As mentiras de Lola, a feminista

Marcelo Carvalho*

Sem as devidas evidências, tudo que Lola Aronovich afirma é falso, e quaisquer acusações que ela faça a uma pessoa constituem-se, neste caso, calúnia e difamação

Quem é Lola? Há aquela menininha que acha que pensa como gente grande e tem um irmãozinho de nome Charlie, sempre paciente em compreender o mundo de criança de sua irmãzinha.

lola e charlie

Recentemente, me informaram que existe uma outra Lola, mulher robusta e ponto de referência entre as feministas do Brasil, que em Dezembro de 2013 escreveu em seu blog as seguintes linhas:

Outro fato importante e não sei se você já sabe é que um professor participa desse grupo UFSC [UFSC Conservadora]. Ele se assume integralista e apresenta um comportamento extremamente preocupante (episódio de briga e agressão com funcionários em greve da UFSC e protesto contra a vinda do Cesare Battisti são exemplos de atuação desses grupos de direita; apesar do professor não aparecer nas imagens, divulga amplamente e mostra-se em concordância).

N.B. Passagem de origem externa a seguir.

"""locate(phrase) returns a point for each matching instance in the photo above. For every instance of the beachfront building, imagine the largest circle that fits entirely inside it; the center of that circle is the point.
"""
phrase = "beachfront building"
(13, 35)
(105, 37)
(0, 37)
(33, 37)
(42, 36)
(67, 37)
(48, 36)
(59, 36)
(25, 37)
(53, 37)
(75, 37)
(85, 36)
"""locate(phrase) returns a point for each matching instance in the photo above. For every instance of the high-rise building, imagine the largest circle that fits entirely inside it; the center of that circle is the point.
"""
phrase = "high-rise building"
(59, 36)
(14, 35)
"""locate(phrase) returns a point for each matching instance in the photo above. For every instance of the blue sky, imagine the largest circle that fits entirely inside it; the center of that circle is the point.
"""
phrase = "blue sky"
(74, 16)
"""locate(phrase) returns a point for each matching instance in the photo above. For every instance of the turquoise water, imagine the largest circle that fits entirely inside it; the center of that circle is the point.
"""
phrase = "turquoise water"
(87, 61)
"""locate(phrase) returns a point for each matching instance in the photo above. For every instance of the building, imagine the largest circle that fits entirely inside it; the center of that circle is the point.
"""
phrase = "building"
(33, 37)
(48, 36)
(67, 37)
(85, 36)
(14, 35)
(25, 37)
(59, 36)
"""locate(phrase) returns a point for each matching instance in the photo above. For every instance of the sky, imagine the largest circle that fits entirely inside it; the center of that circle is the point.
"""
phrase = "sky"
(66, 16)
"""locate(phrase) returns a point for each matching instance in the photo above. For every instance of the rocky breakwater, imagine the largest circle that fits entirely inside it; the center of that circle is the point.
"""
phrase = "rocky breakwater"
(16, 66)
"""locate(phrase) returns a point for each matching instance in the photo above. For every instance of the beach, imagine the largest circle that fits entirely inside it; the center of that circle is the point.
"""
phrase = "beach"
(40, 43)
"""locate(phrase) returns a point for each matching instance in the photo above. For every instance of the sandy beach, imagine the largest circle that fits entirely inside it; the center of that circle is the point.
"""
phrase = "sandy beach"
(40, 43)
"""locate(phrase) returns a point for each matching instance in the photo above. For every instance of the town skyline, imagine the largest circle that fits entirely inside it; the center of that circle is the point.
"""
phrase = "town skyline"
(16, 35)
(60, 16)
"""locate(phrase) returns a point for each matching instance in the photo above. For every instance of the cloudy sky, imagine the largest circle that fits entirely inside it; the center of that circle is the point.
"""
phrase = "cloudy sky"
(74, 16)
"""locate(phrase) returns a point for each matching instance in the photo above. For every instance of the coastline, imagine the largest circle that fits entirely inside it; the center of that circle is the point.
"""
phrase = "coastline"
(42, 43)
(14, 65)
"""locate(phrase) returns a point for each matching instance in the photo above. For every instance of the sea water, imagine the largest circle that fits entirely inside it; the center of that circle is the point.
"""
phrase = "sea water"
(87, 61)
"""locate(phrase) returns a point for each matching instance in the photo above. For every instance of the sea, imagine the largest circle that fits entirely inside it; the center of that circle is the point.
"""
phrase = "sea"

http://escrevalolaescreva.blogspot.com.br/2013/12/o-que-acontece-quando-direita-tem-poder.html

Desconheço qualquer agressão a funcionário em greve da UFSC, um fato que não ocorreu, tendo sido uma mera tentativa, por parte de alguns, de criminalizar os estudantes que se mobilizaram para desobstruir as entradas dos campos que estavam bloqueadas por correntes postas pelos grevistas.

Contudo, se Lola Aronovich afirma que realmente houve uma agressão ela deve ser capaz de apontar:

– O nome do funcionário supostamente agredido (houve algum Boletim de Ocorrência?);

– Onde e em que circunstâncias ocorreu a suposta agressão;

– Quem supostamente agrediu o funcionário.

Ficam aqui, publicamente, este três questionamentos a Lola sobre o crime do qual ela me acusa.

Sem as devidas evidências, tudo que Lola Aronovich afirma é falso, e quaisquer acusações que ela faça a uma pessoa constituem-se, neste caso, calúnia e difamação. Ora, em se tratando do mundo das feministas, não é nada incomum tais práticas e, portanto, fica nítido as razões da posição de destaque dessa senhora no ideário das feministas.

Uma vez que desconheço qualquer outro integralista da UFSC que tenha se oposto a vinda do terrorista Cesare Battisti ao Brasil, só me resta acreditar que Lola Aronovich se refere a minha pessoa quando fala da concordância e divulgação de agressões a terceiros, o que afirmo ser  absolutamente falso.

Não conheço essa tal de Lola Aronovich, mas conheço a criancinha Lola, irmã do Charlie. Ora, se uma criança se comporta mal cabe ao adulto responsável dar-lhe uma correção compatível com o fato de crianças ainda não terem uma inteligência totalmente formada. Em se tratando de uma mulher adulta, que teoricamente já tem uma inteligência formada (sem entrar no mérito do grau de avanço que tal inteligência atingiu), a correção é de outro nível. A justiça deve seguir seu curso inabalável que se ampara na verdade, e isso será o grande desafio para Lola Aronovich: mostrar que está falando a verdade.

* Marcelo Carvalho é professor do departamento de Matemática da UFSC.